Proof by Seduction (Carhart #1)(60)



Jenny stared in blank incomprehension out her door. Outside, a cart, pulled by a drooping nag, blocked half the street. Two men were dragging heavy slabs of oak out of the conveyance.

“Wanting what?”

The laborer looked at her as if she were daft. “The delivery. What else would we be discussing?”

“What delivery?”

“We’re to be bringing in the new and carting away the old.”

“But I’m not expecting any deliveries. New or old. Especially not a delivery of—of—what is that thing?”

“It’s a bed, ma’am. And I was told the delivery was urgent by the gent.” He grimaced then, and turned away.

The man was undoubtedly realizing what sort of women received beds as unexpected gifts. And this gift could have only one possible source. Lord Blakely. Jenny colored. If he intended to pay for services rendered with unwanted bedroom furniture, she’d tell him what to do with the bed. Stupid man.

She would have been extremely angry if the gesture wasn’t so disarmingly sweet.

So much of Lord Blakely’s cold manner was awkwardness, real uncertainty about how to talk to people as if they were…well, people. Some, of course—a goodly portion—was real arrogance. She couldn’t begin to guess which predominated in this gift. Both? Neither?

Jenny let the men in, unease pricking the hairs on the backs of her arms.

The carpenter—for carpenter that sour-smelling man was—fitted the bed together, setting the precise wooden joins into place. He was careful not to look Jenny in the eyes. Not to look anywhere, for that matter, but on his work. Scarcely half a day since she’d ruined herself again, and this, apparently, was the attitude she would experience for the rest of her life: an honest man’s contempt. She’d already experienced a dishonest man’s connivance.

But the disdain the carpenter showed as he slowly hammered the final slats into place was not what curdled her stomach. It was the thought that mere days ago, she too had turned up her nose at mistresses. At those unfortunate women who had no choice but to sell their bodies, and to bow to a man’s whim in order to maintain their livelihood. A mistress was all dependence without any of the benefits of respect. She’d tasted it once, then run as far as she could from the profession.

Had she become one without intending it?

The men carted away the old, rickety frame and her tick. Which really wasn’t all that lumpy. Not if you knew where to sleep. Minutes later, another cart rumbled by—this time with a mattress, the covering so thick and fine, and the fibers so tightly woven, Jenny had never seen its equal.

Of course, it was not lumpy anywhere.

Thick swansdown blankets and fine cotton sheets followed.

The bed was substantially larger than her previous furniture. In fact, it was almost too large, intruding into the small space she had in that back room.

Much as Lord Blakely had intruded in her life. He’d marched into her rooms with his pencil and notebook and turned her life upside down. He’d looked at her with that silent sneer. There’d been no room for his judgmental morality in her life. And yet here she was—stripped of income, stripped of clients, and now stripped of access to her bank balance.

She’d be damned if she let him take her independence. She wouldn’t be turned into a pitiful creature, unable to act for fear of losing a protector.

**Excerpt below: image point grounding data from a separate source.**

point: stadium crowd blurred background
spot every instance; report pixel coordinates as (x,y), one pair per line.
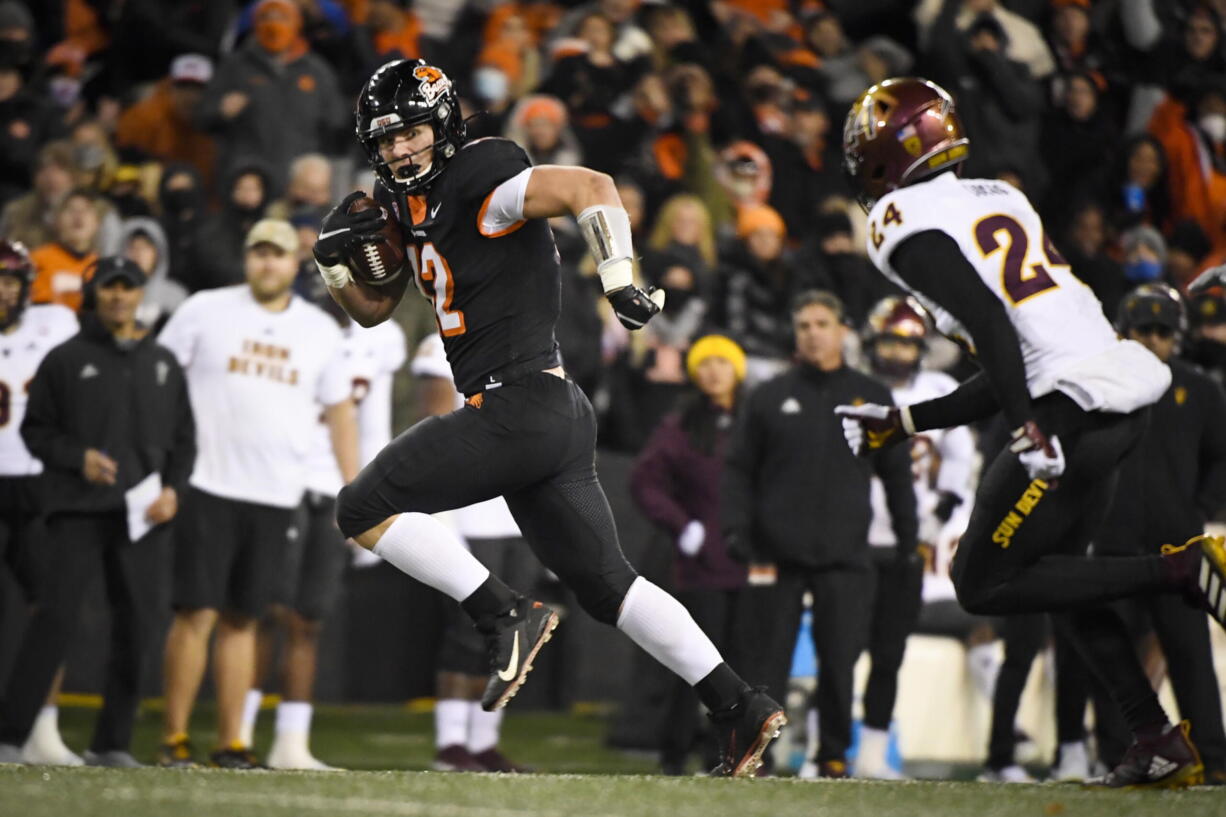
(164,129)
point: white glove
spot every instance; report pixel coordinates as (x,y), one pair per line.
(1041,465)
(1041,455)
(692,537)
(871,427)
(336,276)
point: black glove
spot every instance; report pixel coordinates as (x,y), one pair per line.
(738,547)
(947,506)
(341,231)
(635,307)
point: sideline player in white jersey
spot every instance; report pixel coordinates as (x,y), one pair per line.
(942,463)
(975,253)
(259,362)
(465,735)
(312,586)
(27,333)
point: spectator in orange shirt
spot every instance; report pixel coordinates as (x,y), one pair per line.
(60,265)
(163,126)
(1194,138)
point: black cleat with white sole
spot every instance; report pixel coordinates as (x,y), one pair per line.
(514,640)
(744,730)
(1167,761)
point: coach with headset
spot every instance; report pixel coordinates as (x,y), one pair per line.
(107,409)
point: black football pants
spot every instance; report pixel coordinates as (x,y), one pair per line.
(531,441)
(1025,548)
(80,548)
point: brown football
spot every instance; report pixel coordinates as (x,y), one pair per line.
(378,263)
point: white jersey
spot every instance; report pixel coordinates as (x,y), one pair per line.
(1067,344)
(372,357)
(950,452)
(21,351)
(489,519)
(256,379)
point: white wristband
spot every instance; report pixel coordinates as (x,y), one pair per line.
(336,276)
(909,425)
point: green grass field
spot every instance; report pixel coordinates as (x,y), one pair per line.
(584,779)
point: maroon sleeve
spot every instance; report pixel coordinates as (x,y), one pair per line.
(652,483)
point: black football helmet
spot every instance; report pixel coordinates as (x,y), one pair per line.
(400,95)
(1153,304)
(15,261)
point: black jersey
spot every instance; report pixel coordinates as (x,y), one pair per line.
(495,296)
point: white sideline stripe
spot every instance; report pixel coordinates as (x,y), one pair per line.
(274,800)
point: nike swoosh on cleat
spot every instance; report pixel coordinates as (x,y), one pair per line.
(514,664)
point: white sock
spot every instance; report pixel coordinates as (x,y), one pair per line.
(45,730)
(451,721)
(433,553)
(657,622)
(483,728)
(293,717)
(250,712)
(873,744)
(983,661)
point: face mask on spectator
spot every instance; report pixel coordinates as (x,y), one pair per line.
(1143,270)
(1214,126)
(275,36)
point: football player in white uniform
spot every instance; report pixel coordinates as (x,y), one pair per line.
(27,333)
(975,253)
(942,463)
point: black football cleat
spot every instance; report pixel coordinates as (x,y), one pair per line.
(1199,567)
(1167,761)
(514,640)
(177,753)
(743,732)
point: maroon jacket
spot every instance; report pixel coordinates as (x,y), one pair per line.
(673,482)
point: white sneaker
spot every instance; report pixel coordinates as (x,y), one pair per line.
(47,751)
(1008,774)
(1074,763)
(291,752)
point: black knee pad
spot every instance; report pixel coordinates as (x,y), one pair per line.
(351,514)
(601,595)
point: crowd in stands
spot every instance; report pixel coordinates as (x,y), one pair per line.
(163,130)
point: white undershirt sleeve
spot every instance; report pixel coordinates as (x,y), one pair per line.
(503,209)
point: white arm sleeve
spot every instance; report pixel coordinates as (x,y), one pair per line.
(504,207)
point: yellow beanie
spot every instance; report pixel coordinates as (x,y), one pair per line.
(716,346)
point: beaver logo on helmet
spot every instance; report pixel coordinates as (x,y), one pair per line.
(434,82)
(898,133)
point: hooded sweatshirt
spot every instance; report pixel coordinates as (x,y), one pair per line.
(162,295)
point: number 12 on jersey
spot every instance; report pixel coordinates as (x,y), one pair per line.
(434,281)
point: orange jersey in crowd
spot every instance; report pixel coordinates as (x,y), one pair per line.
(59,275)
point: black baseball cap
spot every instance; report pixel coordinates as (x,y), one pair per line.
(117,268)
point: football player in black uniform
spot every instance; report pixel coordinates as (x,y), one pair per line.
(473,215)
(1077,396)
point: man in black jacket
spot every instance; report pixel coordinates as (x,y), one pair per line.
(1170,485)
(107,409)
(796,504)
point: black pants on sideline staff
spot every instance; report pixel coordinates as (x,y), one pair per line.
(1024,636)
(896,600)
(80,548)
(841,600)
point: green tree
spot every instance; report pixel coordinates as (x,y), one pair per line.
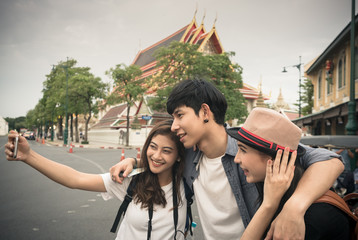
(182,61)
(307,97)
(16,123)
(128,88)
(87,93)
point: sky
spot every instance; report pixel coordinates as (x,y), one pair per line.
(266,35)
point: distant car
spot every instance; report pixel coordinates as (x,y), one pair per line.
(29,135)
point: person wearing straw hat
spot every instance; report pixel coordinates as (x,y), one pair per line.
(225,200)
(261,141)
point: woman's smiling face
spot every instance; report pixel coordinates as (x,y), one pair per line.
(162,154)
(252,162)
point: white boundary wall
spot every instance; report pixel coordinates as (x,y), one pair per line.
(112,136)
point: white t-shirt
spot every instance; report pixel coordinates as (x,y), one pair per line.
(135,222)
(219,214)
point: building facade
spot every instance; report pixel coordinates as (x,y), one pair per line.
(330,74)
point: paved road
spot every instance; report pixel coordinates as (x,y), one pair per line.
(32,207)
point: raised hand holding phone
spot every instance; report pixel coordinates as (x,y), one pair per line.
(16,144)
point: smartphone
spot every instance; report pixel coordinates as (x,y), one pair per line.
(16,143)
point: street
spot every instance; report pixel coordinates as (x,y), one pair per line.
(33,207)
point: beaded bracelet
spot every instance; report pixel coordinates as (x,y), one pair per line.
(136,163)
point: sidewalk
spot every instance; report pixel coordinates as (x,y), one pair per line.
(92,144)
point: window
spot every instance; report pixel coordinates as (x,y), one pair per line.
(319,85)
(356,63)
(329,85)
(342,71)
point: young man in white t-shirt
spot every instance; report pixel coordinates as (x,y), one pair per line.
(226,202)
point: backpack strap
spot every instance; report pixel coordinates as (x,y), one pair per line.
(150,213)
(175,210)
(189,198)
(334,199)
(123,208)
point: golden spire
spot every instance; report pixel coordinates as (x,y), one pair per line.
(216,18)
(202,21)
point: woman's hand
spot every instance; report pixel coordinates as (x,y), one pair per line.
(23,149)
(279,174)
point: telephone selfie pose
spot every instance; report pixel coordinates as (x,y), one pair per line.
(157,195)
(226,201)
(261,140)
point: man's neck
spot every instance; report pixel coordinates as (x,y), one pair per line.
(214,143)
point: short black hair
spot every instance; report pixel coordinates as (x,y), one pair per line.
(193,93)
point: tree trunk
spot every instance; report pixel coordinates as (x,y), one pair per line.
(60,128)
(127,136)
(87,121)
(76,129)
(71,127)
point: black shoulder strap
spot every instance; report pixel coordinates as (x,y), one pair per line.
(189,198)
(175,205)
(123,208)
(150,213)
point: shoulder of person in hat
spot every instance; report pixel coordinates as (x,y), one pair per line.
(323,168)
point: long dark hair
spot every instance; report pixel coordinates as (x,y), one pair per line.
(296,178)
(147,190)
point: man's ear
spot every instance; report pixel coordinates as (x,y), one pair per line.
(206,111)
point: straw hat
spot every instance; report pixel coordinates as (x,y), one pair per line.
(268,131)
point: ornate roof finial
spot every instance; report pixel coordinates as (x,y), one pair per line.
(216,18)
(202,21)
(196,10)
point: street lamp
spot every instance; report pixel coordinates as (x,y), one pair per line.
(351,126)
(53,111)
(298,66)
(65,136)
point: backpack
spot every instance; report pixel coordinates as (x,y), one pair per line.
(346,205)
(129,196)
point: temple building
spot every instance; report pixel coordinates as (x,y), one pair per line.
(193,33)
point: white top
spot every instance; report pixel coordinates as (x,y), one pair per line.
(219,215)
(135,222)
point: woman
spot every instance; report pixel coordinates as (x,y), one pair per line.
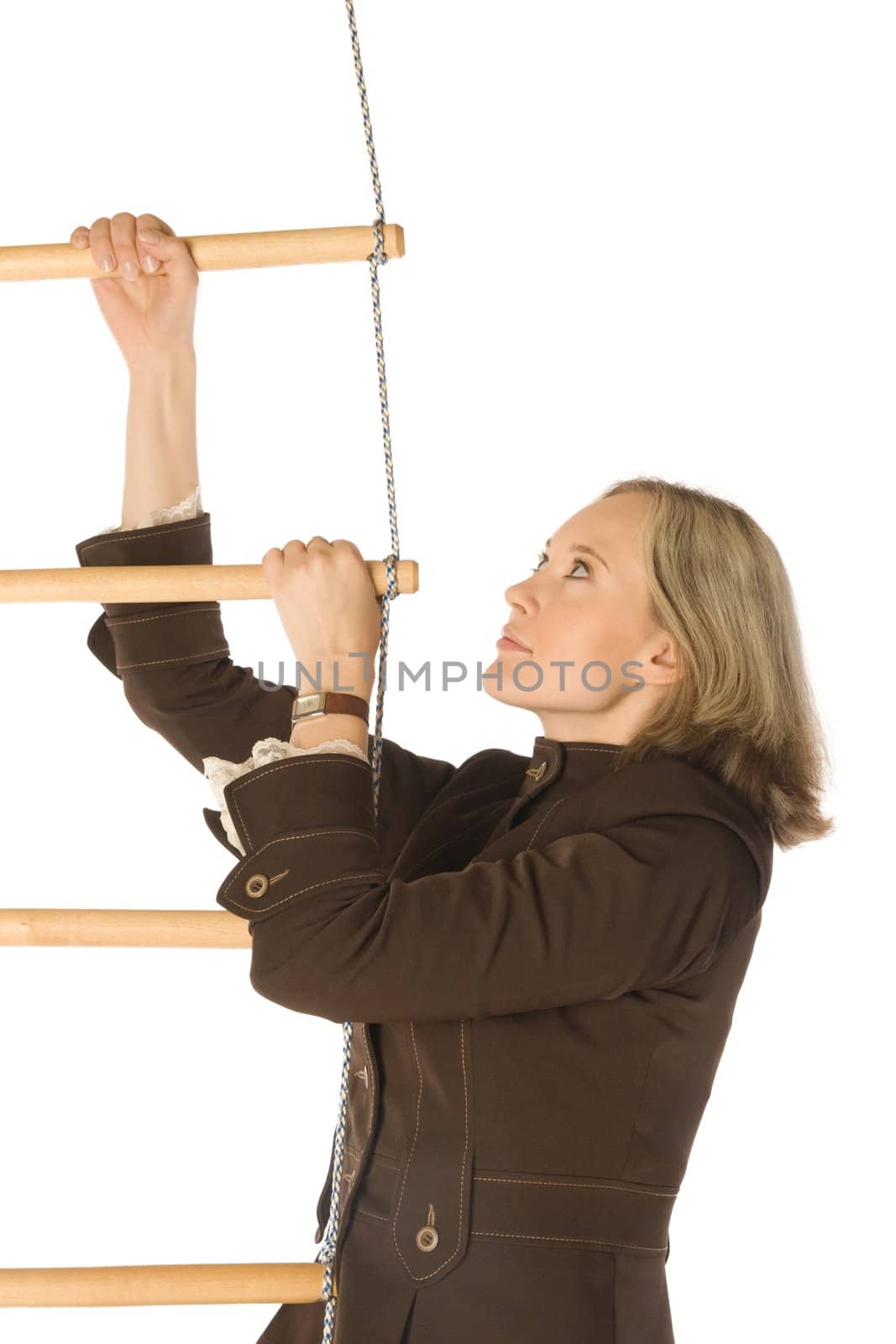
(540,954)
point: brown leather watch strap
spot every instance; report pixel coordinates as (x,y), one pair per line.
(333,702)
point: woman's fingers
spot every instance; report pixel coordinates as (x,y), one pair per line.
(160,242)
(123,244)
(136,245)
(101,244)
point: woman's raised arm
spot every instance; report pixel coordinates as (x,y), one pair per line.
(172,658)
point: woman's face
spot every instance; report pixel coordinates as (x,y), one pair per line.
(590,612)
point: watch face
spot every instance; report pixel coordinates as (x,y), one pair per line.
(307,703)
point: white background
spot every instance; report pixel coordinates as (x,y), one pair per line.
(651,239)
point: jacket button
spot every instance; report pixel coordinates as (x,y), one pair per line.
(427,1240)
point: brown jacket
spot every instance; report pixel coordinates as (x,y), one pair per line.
(540,956)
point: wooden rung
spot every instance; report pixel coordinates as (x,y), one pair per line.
(163,1285)
(212,252)
(50,927)
(163,582)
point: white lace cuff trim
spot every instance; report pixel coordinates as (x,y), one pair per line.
(188,507)
(219,772)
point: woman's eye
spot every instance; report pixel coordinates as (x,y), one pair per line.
(578,562)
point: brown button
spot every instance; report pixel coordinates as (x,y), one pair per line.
(427,1238)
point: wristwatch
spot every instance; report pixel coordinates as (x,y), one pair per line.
(317,703)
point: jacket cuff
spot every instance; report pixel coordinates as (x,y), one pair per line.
(307,824)
(134,635)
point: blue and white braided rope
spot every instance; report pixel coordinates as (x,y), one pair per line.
(378,257)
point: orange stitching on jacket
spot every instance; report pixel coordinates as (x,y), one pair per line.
(144,531)
(532,1236)
(187,658)
(282,765)
(625,1189)
(114,622)
(421,1278)
(553,806)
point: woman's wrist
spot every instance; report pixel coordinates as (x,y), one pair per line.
(311,732)
(160,459)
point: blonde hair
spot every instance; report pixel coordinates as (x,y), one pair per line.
(743,706)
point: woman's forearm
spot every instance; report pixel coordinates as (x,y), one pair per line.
(160,459)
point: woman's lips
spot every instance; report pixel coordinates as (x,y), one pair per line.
(504,643)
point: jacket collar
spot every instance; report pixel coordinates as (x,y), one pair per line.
(573,763)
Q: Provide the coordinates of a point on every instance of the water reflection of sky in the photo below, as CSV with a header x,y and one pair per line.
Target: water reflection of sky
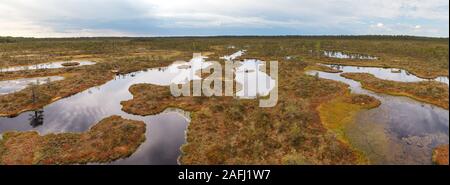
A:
x,y
401,118
50,65
393,74
11,86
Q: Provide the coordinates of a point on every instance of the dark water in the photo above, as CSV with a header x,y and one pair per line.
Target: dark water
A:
x,y
165,131
50,65
399,131
11,86
343,55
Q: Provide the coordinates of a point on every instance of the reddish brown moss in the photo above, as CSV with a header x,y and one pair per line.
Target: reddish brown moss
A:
x,y
110,139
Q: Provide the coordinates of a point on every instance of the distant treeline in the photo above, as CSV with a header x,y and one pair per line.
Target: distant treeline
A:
x,y
365,37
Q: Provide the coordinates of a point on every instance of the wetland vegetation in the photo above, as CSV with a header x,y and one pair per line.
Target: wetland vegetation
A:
x,y
312,123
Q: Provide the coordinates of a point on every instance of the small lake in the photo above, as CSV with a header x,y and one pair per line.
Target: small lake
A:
x,y
50,65
11,86
399,131
343,55
392,74
234,55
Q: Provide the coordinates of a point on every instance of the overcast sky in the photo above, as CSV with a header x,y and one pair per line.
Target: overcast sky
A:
x,y
75,18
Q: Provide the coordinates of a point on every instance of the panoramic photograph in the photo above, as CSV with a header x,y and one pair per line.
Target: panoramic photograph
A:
x,y
216,82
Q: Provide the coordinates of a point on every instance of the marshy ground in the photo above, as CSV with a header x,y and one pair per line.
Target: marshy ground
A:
x,y
307,126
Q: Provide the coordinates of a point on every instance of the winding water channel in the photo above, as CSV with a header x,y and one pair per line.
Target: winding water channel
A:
x,y
399,131
165,131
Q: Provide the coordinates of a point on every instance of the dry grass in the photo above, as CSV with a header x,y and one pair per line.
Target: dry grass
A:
x,y
440,155
225,130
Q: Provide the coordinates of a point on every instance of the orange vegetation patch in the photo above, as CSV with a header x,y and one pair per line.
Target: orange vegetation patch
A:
x,y
440,155
110,139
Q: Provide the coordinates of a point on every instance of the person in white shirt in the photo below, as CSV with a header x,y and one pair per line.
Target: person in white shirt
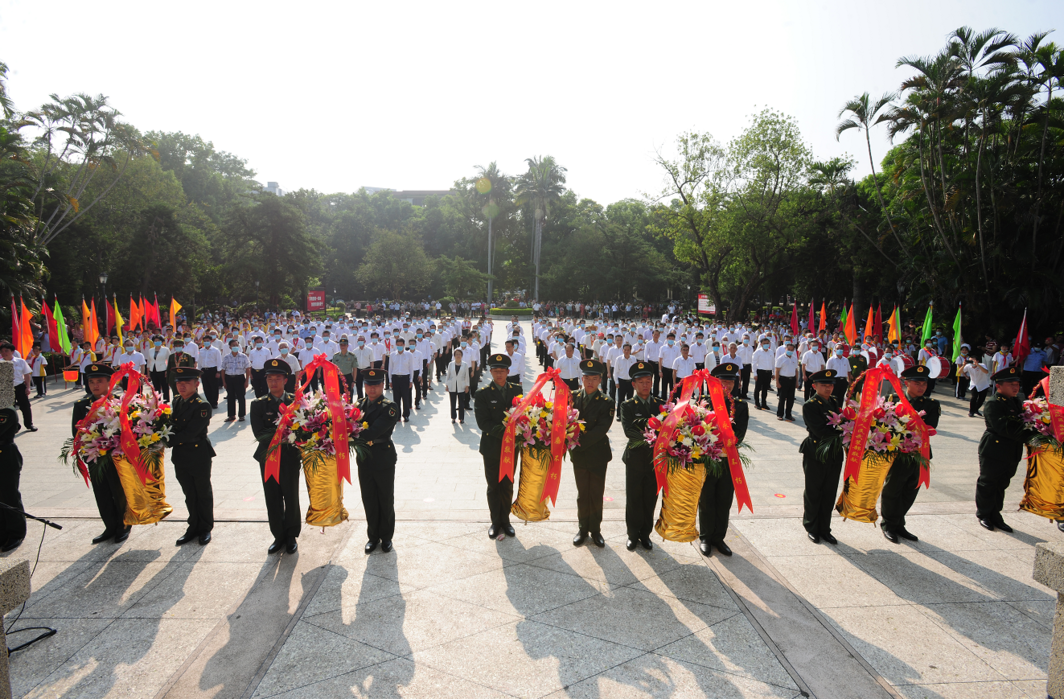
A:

She kicked the trunk she was unsuccessfully trying to shove into the last corner remaining after the new bed had been put in. “Idiotic Lord Blakely,” she groused.

“And how many times have I said it?” said a voice. “It’s ‘idiotic Gareth’ to you.”

Jenny whirled around. He didn’t look one bit tired, which was extremely unfair. And he looked well put together—pressed trousers and jacket, and a cravat tied with his usual careless air. His eyes flashed almost golden in the evening sun.

“Gareth!” She shook her head. “About that bed. I don’t want your gifts. It makes me think—”

He examined his fingernails. “That,” he said, “was not a gift.”

“And I surely don’t want to accept payments. If you feel—”

“It is a scientific experiment.”

Jenny sat heavily on the edge of the new bed. It didn’t so much as creak under her weight. “Pardon?”

“It occurred to me there were two possibilities. Perhaps I enjoyed last night because of your presence. Or perhaps it was the lumpy mattress. Scientifically speaking, if I am to distinguish between these two hypotheses, I must experience one without the other.”

That dismissive toss of his chin dared Jenny to disagree. Dared her to suggest an alternate explanation for his behavior.

“Oh,” said Jenny. “Now I understand. You took my old bedframe to your own home, and you’ll sleep on that mattress alone tonight.”

He was visibly taken aback.

“Scientifically speaking,” Jenny said, “it would help you distinguish between the two.” She gave him her most saccharine smile.

Wonder of wonders, he returned the expression. That ridiculously stuffed posture left him. No more Lord Blakely, freezing lesser mortals with his rationality. Instead, he was just Gareth.

“Five,” said Jenny automatically.

He shook his head. “You’ve earned at least nine or ten points by now. I’ve been smiling all day. At odd intervals. My staff finds it exceedingly disruptive. I shall have to explain that I am engaged in a…a scientific exercise.”